Now it is the baby tee and cargo pants. Or the shrunken white T-shirt with wide-leg jeans, slick bun, tiny shoulder bag and trainers that have been aggressively workshopped to look accidental. This outfit would like you to believe it came together in a moment of instinct, that you simply got dressed and happened to emerge as a fully formed aesthetic. Curious, then, how so many other people had the same spontaneous thought. Blindfold yourself and throw a pebble in any direction in Bandra or Hauz Khas, your next five strawberry matchas are on me if you do not hit at least three people wearing versions of the same look. A ten-minute scroll on Instagram will confirm it just as efficiently.
This isn’t the death of personal style so much as its outsourcing. At its core, fashion is driven by the desire to feel unique. People want to look like themselves and not like everyone else because that gives a sense of control and identity. In this day and age, anyone can copy anything instantly (thanks to the internet), and that desire to be individualistic becomes even stronger. The more things start to look the same, the more people want to stand out.
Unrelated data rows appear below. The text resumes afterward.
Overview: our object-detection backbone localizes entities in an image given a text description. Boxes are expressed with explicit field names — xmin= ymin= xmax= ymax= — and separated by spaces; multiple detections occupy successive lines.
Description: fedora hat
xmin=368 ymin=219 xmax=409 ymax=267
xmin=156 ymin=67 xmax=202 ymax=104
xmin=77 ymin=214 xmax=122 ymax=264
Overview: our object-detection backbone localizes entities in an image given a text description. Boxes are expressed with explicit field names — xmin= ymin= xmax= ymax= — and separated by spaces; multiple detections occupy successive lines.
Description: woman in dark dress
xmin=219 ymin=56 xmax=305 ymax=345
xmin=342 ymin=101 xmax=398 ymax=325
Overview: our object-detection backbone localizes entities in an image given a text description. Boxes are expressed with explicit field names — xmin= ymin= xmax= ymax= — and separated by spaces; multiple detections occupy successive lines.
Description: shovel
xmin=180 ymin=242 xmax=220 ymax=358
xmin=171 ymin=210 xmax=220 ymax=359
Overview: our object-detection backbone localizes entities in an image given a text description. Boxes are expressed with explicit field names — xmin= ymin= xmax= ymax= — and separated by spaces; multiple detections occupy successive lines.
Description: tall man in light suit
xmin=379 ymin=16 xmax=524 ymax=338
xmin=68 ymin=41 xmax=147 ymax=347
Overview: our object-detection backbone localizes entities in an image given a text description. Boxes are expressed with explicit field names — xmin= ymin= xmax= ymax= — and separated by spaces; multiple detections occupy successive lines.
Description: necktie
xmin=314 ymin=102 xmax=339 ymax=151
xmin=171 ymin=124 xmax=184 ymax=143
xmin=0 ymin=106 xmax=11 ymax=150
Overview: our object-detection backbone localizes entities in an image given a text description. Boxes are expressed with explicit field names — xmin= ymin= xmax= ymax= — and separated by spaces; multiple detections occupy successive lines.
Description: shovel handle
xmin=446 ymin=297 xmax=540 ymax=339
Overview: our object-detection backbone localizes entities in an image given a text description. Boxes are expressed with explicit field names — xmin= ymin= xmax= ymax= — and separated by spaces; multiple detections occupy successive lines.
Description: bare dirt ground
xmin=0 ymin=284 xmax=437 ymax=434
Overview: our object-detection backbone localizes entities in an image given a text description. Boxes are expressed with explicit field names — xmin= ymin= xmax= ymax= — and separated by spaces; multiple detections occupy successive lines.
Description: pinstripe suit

As fashion critic Ryan Yip puts it, “Within this sea of very vibrant fashion content, there is the hidden competition of freshness; the algorithm pits everyone against each other, fighting for the spot of virality. However, there are bound to be similarities or even exact copies of outfits and style, and all of a sudden, we are not that special anymore. It seems like any ‘original’ ideas of ours are now compromised. Because of this huge exposure to content, the fundamental essence of fashion, the desire to stand out, is challenged or even stripped. Social media is fracturing our ego and is making us hyperfixate on finding ways to be special again, to reclaim that sense of individuality through other people’s approval of our distinctiveness, and some of us overcompensate.”